Kunming FoodieKunming, Summer 2012

Let’s talk food, probably one of my greatest passions in life. As a poor college student, 80% of my budget goes to food and it’s a spending necessity that I never regret. Growing up in a Korean household, I was raised with colorful veggies, spicy sauces, and complex soups. Living in NYC also means that I’m constantly eating out at the best ethnic restaurants in the world. It was hard to stop daydreaming about all the different types of new food I would eat in Southeast Asia. I know that Yunnan, a culturally diverse, agriculturally rich area of China that borders Thailand, Laos, and Myanmar, wouldn’t disappoint.

The Yunnan province is known for spicy food, mushrooms, and flowers in their cuisine. Cold noodle dishes are very traditional here, as well as various tofu dishes. Unlike most of Asia (where there are many lactose-intolerant people), there is a very popular goat cheese that I’ve eaten fried or fresh with tomatoes. Just like the most of Asia, pork and veggies star frequently in most dishes.

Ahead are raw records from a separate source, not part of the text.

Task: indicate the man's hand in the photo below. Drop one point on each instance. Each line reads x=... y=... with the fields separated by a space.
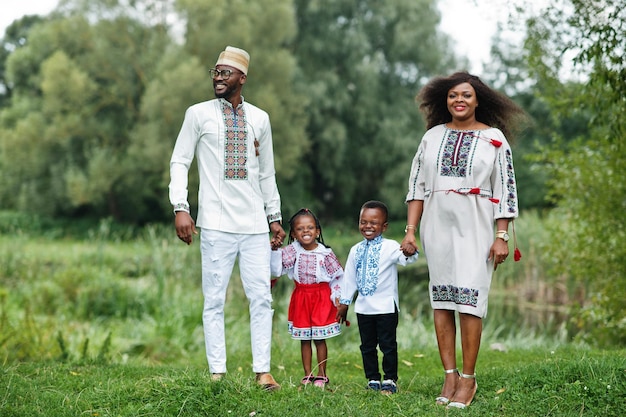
x=185 y=227
x=278 y=235
x=342 y=313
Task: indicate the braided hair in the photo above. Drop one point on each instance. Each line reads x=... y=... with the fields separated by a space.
x=306 y=212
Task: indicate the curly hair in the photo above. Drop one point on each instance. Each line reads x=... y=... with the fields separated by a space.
x=495 y=109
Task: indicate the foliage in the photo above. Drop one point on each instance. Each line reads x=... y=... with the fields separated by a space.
x=362 y=64
x=587 y=173
x=77 y=88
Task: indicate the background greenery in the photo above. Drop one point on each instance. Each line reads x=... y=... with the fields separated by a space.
x=105 y=320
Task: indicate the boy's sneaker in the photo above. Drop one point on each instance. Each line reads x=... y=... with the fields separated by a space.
x=389 y=387
x=373 y=385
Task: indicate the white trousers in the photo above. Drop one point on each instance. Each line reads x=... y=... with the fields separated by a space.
x=219 y=251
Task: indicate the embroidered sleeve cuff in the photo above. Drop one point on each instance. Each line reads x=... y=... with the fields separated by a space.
x=274 y=217
x=181 y=207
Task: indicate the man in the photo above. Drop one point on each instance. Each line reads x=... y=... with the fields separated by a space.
x=238 y=197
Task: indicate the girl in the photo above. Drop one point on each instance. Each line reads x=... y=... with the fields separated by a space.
x=316 y=272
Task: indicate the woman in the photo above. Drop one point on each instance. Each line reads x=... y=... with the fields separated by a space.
x=461 y=184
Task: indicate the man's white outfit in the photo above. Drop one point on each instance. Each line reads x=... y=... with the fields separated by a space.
x=237 y=199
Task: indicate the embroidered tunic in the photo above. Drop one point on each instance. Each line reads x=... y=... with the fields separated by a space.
x=371 y=269
x=467 y=181
x=317 y=274
x=238 y=192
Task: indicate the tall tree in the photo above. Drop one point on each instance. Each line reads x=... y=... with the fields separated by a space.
x=587 y=185
x=362 y=63
x=77 y=87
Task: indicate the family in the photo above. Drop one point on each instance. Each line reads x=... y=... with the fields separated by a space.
x=461 y=197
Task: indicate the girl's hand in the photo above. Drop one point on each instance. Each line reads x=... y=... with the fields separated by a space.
x=342 y=313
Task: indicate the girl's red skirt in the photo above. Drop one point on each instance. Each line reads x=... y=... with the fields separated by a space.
x=312 y=315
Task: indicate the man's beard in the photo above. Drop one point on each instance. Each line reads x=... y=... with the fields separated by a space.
x=224 y=94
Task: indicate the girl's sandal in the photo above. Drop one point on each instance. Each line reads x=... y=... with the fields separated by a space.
x=458 y=404
x=320 y=381
x=442 y=400
x=307 y=380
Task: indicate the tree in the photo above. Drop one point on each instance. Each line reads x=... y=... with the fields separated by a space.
x=14 y=38
x=587 y=174
x=77 y=88
x=362 y=64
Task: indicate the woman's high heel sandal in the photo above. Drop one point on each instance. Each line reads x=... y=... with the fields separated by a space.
x=441 y=400
x=458 y=404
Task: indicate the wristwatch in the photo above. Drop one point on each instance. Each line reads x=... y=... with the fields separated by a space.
x=502 y=234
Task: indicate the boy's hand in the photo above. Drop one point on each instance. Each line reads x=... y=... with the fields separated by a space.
x=342 y=313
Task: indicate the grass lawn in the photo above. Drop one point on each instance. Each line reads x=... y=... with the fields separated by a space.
x=567 y=381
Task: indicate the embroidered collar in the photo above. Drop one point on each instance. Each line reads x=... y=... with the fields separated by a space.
x=367 y=259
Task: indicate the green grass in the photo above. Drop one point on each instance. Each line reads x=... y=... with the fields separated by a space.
x=567 y=381
x=102 y=320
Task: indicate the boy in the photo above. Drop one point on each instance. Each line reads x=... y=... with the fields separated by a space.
x=371 y=270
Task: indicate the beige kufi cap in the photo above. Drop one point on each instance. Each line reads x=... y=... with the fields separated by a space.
x=234 y=57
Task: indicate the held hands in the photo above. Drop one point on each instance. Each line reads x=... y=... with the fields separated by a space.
x=185 y=227
x=498 y=252
x=342 y=313
x=409 y=244
x=278 y=235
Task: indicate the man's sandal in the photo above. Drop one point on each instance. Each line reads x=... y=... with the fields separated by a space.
x=442 y=400
x=267 y=381
x=307 y=380
x=320 y=381
x=458 y=404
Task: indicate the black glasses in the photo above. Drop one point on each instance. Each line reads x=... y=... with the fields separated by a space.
x=225 y=74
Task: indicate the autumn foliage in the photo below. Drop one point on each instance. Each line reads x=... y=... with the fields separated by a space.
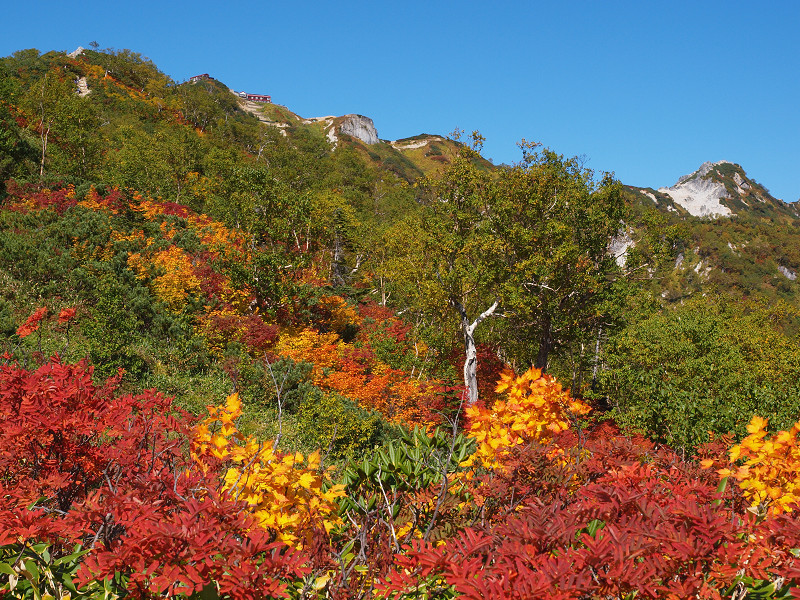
x=84 y=465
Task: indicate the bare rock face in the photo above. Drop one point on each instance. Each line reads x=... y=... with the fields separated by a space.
x=360 y=127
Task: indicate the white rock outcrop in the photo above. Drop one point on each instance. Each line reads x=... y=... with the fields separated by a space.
x=700 y=197
x=360 y=127
x=619 y=246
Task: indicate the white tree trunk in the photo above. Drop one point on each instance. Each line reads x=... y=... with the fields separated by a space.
x=470 y=351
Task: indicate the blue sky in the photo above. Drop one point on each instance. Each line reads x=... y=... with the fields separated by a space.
x=648 y=90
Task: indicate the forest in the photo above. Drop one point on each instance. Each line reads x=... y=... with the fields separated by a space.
x=240 y=361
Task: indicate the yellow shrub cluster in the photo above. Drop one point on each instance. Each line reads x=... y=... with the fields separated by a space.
x=768 y=475
x=535 y=408
x=285 y=491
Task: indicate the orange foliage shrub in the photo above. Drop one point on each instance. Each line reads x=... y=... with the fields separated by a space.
x=172 y=276
x=357 y=374
x=536 y=408
x=285 y=491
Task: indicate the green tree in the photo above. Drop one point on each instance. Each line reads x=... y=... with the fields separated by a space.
x=554 y=224
x=707 y=365
x=446 y=259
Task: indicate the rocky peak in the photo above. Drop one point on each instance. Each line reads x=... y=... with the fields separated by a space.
x=360 y=127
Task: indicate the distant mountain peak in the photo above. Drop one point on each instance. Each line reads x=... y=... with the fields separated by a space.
x=719 y=189
x=699 y=194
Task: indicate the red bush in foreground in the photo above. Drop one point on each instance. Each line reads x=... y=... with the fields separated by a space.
x=79 y=463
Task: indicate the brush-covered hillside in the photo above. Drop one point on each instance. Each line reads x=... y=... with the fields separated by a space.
x=250 y=354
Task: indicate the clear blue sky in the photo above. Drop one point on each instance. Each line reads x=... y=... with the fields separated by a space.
x=649 y=90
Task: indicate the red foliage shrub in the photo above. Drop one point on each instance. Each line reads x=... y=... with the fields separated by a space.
x=79 y=463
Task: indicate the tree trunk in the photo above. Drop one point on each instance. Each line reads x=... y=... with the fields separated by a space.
x=470 y=350
x=545 y=343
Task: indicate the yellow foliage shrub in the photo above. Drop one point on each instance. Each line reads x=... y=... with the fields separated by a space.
x=535 y=408
x=768 y=475
x=285 y=491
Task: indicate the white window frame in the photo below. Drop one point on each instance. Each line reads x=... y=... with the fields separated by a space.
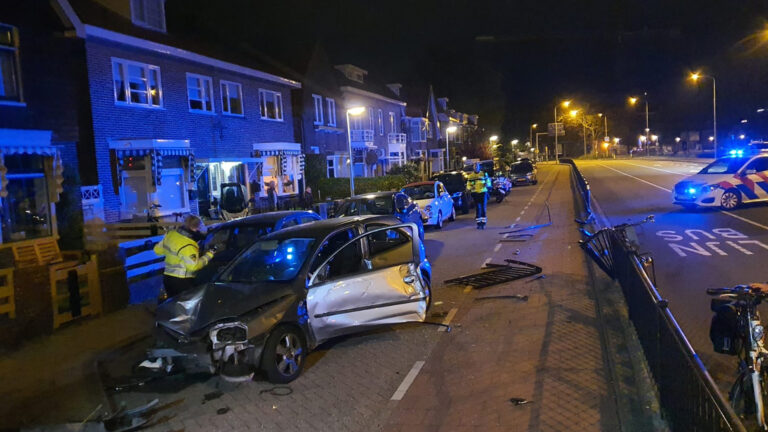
x=278 y=97
x=203 y=82
x=148 y=70
x=224 y=87
x=331 y=111
x=16 y=68
x=142 y=21
x=331 y=166
x=317 y=100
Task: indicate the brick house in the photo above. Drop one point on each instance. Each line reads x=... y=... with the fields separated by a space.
x=41 y=115
x=173 y=120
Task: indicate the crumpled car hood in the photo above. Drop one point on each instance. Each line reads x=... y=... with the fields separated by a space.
x=197 y=308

During orientation, IES took us out to some of Kunming’s best restaurants. From crickets to 1000-year-old eggs, literally every meal was different and delicious. Unfortunately, some of the pickier students have trouble experimenting with new things, which is a difficult situation to be in when you don’t know the language very well and it’s bad etiquette to refuse food. But for the most part, meals have been much enjoyed and one my favorite parts of the day. Traditionally, Chinese meals are all family-style, meaning that everyone sits around a table with a rotating lazy Susan. It’s an experience that really emphasizes a feeling of sharing and community. As dish after dish comes out, everyone goes around to pick up some food with their chopsticks. There is no such thing as my food or your food – a meal is eaten together and good conversation naturally follows.

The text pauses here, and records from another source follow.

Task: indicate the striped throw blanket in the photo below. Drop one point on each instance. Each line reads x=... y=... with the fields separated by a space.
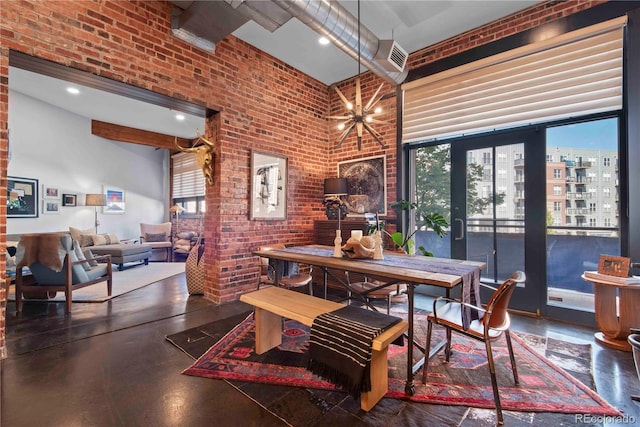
x=340 y=346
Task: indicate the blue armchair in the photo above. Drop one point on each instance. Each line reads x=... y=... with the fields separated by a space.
x=57 y=266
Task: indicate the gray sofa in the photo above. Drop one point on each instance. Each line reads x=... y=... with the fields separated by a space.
x=122 y=253
x=109 y=244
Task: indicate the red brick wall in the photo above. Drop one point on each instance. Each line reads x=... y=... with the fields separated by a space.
x=266 y=105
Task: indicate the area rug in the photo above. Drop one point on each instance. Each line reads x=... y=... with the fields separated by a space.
x=464 y=381
x=123 y=282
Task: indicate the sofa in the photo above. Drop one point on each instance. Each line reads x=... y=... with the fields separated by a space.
x=109 y=244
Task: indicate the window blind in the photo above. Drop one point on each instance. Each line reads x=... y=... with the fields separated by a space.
x=187 y=177
x=570 y=75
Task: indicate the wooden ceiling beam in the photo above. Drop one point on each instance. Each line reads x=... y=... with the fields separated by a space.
x=136 y=136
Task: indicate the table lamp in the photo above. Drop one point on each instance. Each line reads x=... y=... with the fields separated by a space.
x=96 y=200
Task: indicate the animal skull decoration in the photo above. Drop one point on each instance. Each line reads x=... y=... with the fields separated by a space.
x=204 y=155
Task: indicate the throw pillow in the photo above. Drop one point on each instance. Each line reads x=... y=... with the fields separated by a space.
x=76 y=233
x=89 y=255
x=86 y=240
x=155 y=237
x=80 y=256
x=105 y=239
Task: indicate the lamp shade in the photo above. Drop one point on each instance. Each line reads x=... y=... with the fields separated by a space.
x=95 y=200
x=335 y=187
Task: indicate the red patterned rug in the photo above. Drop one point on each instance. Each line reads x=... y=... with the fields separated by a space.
x=465 y=381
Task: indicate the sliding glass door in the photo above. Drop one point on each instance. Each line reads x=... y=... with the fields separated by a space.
x=544 y=200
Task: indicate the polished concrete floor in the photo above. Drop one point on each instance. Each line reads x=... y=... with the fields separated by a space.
x=108 y=364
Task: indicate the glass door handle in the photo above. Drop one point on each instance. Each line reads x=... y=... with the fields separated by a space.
x=461 y=235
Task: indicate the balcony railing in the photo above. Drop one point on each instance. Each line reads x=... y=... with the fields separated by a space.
x=569 y=252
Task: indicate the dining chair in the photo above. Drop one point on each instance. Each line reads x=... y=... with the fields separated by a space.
x=634 y=341
x=364 y=289
x=291 y=278
x=493 y=321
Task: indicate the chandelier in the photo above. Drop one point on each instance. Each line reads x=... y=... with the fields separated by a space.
x=359 y=117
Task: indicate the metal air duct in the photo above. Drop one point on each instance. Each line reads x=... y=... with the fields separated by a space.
x=333 y=21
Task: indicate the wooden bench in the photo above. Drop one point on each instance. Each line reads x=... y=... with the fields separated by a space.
x=272 y=304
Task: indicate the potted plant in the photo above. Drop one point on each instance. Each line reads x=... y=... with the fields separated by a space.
x=424 y=220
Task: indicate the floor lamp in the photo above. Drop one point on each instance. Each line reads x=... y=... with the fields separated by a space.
x=176 y=209
x=96 y=200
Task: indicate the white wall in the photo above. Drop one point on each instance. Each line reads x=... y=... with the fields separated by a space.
x=57 y=148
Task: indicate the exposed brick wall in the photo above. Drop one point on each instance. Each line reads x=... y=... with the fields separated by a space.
x=265 y=105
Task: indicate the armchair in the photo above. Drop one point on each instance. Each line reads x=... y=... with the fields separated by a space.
x=56 y=266
x=158 y=237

Since we don’t have access to kitchens in our Yunnan hotel dorms, our small group usually goes out for meals together. Breakfast is usually a quick baozi, tea egg, or pastry from the bakery. Everyday after class, we all ask “Where should we go to eat?” and the answer is usually “Anywhere!” It’s great traveling with people who aren’t afraid to try local hole-in-the-wall restaurants and street food. Noodles, baozi (dumplings), bubble tea, tofu…I’m definitely going to miss the variety and availability of the food here.